Re: ext3 performance bottleneck as the number of spindles gets large

From: Stephen C. Tweedie (sct@redhat.com)
Date: Thu Jun 20 2002 - 04:54:49 EST


Hi,

On Wed, Jun 19, 2002 at 05:54:46PM -0700, Andrew Morton wrote:

> The vague plan there is to replace lock_kernel with lock_journal
> where appropriate. But ext3 scalability work of this nature
> will be targetted at the 2.5 kernel, most probably.

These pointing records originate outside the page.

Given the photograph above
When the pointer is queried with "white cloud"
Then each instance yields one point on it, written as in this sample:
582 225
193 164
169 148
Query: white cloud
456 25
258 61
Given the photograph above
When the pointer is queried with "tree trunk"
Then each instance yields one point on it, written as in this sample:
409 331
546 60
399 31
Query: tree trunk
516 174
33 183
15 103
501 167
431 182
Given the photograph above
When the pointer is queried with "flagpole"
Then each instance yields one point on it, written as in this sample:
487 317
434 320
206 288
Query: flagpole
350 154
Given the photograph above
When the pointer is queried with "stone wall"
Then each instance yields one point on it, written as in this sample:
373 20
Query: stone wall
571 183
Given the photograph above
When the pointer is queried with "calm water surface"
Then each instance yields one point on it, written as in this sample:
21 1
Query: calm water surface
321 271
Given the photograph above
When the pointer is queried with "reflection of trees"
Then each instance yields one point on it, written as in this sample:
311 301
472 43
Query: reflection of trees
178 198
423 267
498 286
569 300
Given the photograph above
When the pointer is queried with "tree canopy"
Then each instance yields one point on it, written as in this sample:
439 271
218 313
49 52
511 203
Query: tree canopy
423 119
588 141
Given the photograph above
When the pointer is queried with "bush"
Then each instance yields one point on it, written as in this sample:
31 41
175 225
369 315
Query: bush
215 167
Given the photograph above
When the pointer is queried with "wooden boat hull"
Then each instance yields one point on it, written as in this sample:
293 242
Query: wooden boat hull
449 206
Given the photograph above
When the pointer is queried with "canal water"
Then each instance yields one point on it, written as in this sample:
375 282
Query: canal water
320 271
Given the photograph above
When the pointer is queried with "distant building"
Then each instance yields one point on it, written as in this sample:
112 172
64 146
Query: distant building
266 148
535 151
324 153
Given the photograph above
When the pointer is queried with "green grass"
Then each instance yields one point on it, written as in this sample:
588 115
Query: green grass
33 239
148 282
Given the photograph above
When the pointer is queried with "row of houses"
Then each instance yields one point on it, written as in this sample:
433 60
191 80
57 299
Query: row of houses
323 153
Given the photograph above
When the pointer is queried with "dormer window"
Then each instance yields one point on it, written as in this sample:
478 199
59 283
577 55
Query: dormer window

I think we can do better than that, with care. lock_journal could
easily become a read/write lock to protect the transaction state
machine, as there's really only one place --- the commit thread ---
where we end up changing the state of a transaction itself (eg. from
running to committing). For short-lived buffer transformations, we
already have the datalist spinlock.

There are a few intermediate types of operation, such as the
do_get_write_access. That's a buffer operation, but it relies on us
being able to allocate memory for the old version of the buffer if we
happen to be committing the bh to disk already. All of those cases
are already prepared to accept BKL being dropped during the memory
allocation, so there's no problem with doing the same for a short-term
buffer spinlock; and if the journal_lock is only taken shared in such
places, then there's no urgent need to drop that over the malloc.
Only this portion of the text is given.